A story in the Washington Post says that banks should follow a policy of redlining — that is, not making loans to minorities.
Of course, it doesn’t come right out and say that, but that appears to be the inescapable conclusion. It appears that members of minority groups don’t pay their mortgages back at the same rate as whites, regardless of income level.
Minority homeowners have been disproportionately affected by the foreclosure crisis and stand to lose homes at a faster pace than white borrowers in the future, according to a report released Friday by a nonprofit research group.
[...] High-income black borrowers, for example, were 80 percent more likely to lose their homes to foreclosure than their white counterparts, while Latino borrowers were 90 percent more likely.
Now, I’d expect minorities to default on their obligations more often than whites. On average, members of minority groups are poorer than whites. The very biggest problem with being poor is that a minor misfortune — say, a car breaking down — can turn into a major disaster pretty quickly. I’d be surprised if foreclosure rates for white and blacks of comparable financial means weren’t similar.
But here we’re told that even ‘high-income’ minority borrowers don’t pay back their loans at the same rate as white people.
Housing experts have pointed to a variety of factors to explain the disparity, including higher unemployment rates in minority communities and traditionally fewer financial resources for black and Latino borrowers to fall back on.
Meaning: they’re poorer. But remember, higher-income minorities are actually more likely to default than their poorer cousins from the same minority groups. So this can’t be it.

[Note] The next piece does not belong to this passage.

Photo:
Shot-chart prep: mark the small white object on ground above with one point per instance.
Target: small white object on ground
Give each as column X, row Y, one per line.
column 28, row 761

One possibility that’s not addressed in the story at all is that members of minority groups tend to buy property in bad neighborhoods at a greater rate than whites. When real-estate values fall, they fall first and fastest in the ghetto-adjacent areas, leaving a lot of the mortgagees there under water on their loans. People of all colors are far more likely to stop paying their notes when the outstanding balance exceeds any plausible value of the property.
There are some quotes in the article that explain the problem by means of the chicken and the egg:
“I think it reflects that minority borrowers were targeted by the sellers of these [risky] mortgages,” said Barry Zigas, director of housing and credit policy at the Consumer Federation of America.

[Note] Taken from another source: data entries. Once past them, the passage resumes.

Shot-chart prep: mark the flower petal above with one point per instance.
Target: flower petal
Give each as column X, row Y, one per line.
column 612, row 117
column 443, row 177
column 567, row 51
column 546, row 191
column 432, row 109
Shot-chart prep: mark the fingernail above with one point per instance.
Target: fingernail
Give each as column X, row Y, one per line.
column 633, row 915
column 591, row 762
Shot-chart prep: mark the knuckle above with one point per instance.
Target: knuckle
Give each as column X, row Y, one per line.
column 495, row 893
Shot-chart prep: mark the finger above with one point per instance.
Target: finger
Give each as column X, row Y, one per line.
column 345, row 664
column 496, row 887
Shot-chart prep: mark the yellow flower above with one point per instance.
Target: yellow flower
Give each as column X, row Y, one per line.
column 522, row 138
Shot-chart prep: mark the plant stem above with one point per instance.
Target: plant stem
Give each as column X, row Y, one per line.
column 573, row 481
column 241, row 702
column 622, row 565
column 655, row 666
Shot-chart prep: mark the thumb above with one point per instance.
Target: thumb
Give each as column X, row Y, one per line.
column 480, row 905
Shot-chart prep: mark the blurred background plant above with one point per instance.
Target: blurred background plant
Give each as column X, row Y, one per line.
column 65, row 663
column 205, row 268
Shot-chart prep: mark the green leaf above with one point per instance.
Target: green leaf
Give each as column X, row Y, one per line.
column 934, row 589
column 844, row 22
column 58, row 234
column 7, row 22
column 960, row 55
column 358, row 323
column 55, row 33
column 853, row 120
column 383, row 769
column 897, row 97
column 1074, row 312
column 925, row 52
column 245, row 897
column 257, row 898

Yeah, well, when you’re poor, it’s riskier to lend you money, so you get a riskier mortgage. And as there’s a headline in the Post here, atop this very story, saying ‘Minorities hit harder by foreclosure crisis’ — meaning ‘People who lent to minorities hit harder by deadbeats not making their payments’ — it would seem that the lenders offering risky mortgages to these people knew exactly what they were doing.
Research has shown that minority borrowers were more likely to receive subprime loans during the housing boom even if they had credit scores, incomes and loan sizes similar to those of whites. Some housing experts say that minority borrowers received higher rates on subprime loans compared with similarly situated white borrowers, resulting in higher monthly payments and quicker defaults.
Though, since nobody is forced to accept a certain loan, this paragraph really just says ‘Minorities are so stupid that they take worse loan terms than they could get’. That’s a rather shocking thing to read in a left-wing paper like the Washington Post, which is why they couch it in the passive voice and put the blame on the lenders.
Of course, had the lenders not made loans to the minorities, this would have been because of racism.